Prison Notes: The Man Died by Wole Soyinka
This immensely intriguing book on the 1986 Nobel Laureate’s incarceration in the course of the Civil War stretches the very limits just how much power words can be made to pack and deliver. It sides with the indomitable human spirit, and regardless of whether one agrees with Soyinka’s actions, “The Man Died” contains some of the most beautiful sentences in Nigerian writing and one of the most resolute indictments of tyranny ever.


Fountainhead by Ayn Rand
Written by American philosopher, Ayn Rand, this story of architect Howard Roark - who has a unique aesthetic and philosophical vision - is an American classic. Roark stands against a society that demands conformity out of fear, and against the mindset of the “second-hander”. He affirms a positive Egoism, of neither living for others nor living through others. It is a book of great instruction, especially for the creative thinker, writer or artist.

Disgrace by J. M. Coetzee 
In this brilliant novel, Coetzee foreshadows the tragedy of academic David Lurie, in the works of Milton and in the life of Byron—both of whom the soon-to-be-disgraced professor teaches his students. And, just when he thinks he will retire to the indifference of the countryside, a rape of his daughter shows how impossible it is to escape the human incidence of our individual freedoms.
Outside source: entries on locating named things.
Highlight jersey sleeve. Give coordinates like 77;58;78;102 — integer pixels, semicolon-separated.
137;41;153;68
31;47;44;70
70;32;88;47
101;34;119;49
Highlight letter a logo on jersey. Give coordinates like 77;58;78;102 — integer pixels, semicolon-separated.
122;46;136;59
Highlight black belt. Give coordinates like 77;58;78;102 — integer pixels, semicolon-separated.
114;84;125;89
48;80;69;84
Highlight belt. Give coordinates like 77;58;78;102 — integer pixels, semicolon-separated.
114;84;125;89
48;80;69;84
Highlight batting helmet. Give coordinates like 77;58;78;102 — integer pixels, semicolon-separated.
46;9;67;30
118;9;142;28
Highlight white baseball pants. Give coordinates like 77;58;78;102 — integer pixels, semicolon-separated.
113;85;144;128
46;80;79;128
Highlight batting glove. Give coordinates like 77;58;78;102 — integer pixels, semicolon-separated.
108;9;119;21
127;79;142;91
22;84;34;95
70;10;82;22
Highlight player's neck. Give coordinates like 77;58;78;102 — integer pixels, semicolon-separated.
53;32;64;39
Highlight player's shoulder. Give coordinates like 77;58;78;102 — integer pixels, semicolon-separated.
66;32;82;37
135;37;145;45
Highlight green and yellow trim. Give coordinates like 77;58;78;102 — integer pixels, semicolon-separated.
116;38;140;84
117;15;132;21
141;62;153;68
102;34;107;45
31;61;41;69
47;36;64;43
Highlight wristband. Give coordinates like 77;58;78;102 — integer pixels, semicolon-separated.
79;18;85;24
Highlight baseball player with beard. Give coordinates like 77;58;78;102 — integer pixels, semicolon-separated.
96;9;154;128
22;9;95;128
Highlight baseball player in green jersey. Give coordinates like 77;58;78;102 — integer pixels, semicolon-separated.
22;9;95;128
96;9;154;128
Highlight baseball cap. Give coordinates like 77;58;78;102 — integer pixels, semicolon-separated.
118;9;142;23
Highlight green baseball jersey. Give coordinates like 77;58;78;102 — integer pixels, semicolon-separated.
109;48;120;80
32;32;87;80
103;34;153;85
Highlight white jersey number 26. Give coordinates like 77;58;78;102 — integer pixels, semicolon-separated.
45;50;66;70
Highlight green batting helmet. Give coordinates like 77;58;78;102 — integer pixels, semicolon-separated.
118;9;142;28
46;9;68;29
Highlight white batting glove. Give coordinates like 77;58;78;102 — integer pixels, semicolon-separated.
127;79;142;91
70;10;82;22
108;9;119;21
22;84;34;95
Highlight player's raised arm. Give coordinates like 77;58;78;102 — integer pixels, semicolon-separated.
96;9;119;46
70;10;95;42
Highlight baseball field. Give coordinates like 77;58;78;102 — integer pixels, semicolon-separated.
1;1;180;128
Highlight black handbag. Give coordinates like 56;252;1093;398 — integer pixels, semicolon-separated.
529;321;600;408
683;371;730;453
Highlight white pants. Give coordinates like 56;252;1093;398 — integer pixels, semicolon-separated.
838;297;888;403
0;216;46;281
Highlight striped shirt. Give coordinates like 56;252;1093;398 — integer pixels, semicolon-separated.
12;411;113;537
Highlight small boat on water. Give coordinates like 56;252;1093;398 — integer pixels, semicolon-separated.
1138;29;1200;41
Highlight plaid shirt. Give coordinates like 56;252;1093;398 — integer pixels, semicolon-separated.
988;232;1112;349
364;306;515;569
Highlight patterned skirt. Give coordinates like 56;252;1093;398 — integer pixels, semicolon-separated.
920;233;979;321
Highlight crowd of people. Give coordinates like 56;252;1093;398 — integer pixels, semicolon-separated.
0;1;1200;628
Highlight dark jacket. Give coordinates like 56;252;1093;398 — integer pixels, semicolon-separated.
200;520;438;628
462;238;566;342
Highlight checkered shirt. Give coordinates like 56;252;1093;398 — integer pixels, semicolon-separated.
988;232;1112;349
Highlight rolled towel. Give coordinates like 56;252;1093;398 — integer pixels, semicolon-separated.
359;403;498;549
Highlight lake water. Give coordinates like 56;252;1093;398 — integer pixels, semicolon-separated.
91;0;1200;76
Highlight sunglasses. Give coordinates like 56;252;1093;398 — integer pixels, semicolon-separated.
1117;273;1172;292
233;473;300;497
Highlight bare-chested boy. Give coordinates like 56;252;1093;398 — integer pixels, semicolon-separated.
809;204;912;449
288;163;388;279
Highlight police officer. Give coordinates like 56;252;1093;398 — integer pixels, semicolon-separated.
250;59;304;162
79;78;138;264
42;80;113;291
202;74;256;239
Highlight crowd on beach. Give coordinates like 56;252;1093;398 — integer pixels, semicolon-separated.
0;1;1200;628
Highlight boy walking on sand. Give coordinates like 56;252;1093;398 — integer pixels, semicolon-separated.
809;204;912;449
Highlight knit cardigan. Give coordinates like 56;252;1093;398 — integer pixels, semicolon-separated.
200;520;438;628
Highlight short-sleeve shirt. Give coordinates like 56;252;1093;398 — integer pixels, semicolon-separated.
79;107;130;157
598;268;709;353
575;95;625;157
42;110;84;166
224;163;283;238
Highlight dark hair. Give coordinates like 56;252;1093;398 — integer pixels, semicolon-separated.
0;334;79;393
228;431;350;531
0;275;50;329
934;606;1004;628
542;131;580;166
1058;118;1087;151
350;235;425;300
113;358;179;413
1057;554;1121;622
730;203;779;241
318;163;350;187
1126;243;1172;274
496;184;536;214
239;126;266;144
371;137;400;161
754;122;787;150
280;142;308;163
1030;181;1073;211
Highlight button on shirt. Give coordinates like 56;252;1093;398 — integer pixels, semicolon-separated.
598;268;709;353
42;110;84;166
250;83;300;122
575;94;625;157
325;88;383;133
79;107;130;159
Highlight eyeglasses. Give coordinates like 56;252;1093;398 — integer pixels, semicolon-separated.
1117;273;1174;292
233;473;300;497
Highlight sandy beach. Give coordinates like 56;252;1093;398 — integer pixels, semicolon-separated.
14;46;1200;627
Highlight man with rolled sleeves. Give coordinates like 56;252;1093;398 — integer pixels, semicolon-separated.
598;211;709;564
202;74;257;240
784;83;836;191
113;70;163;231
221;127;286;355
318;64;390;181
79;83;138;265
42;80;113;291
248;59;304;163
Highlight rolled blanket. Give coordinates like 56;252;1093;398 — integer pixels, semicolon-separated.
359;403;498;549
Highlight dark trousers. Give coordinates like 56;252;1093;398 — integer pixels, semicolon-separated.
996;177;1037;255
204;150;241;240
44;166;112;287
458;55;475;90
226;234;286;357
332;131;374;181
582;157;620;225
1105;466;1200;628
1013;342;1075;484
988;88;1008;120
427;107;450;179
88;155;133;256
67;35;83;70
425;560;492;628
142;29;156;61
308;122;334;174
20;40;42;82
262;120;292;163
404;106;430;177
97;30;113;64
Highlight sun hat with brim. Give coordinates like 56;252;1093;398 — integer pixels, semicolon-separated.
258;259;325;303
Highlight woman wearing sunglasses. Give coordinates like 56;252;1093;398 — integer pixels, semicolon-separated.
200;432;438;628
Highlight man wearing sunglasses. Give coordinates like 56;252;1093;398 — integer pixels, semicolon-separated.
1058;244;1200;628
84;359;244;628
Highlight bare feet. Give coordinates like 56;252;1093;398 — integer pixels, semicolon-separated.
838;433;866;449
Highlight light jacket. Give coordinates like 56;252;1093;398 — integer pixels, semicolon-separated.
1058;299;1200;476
A complex, elegant story on many levels—deserves to be read time and time again.


Arrow of God by Chinua Achebe
Perhaps one of the best realised of Achebe’s characters is Ezeulu, he is positively heroic and even when he is crushed and broken at the end of the story, we feel a part of his story, and his loss of dignity is an indictment on us. We are involved. For when Ezeulu stands resolutely against his umunna, in line with his priestly principles, he embodies the artist-in-society. And so what if he loses? The story of all that is all his.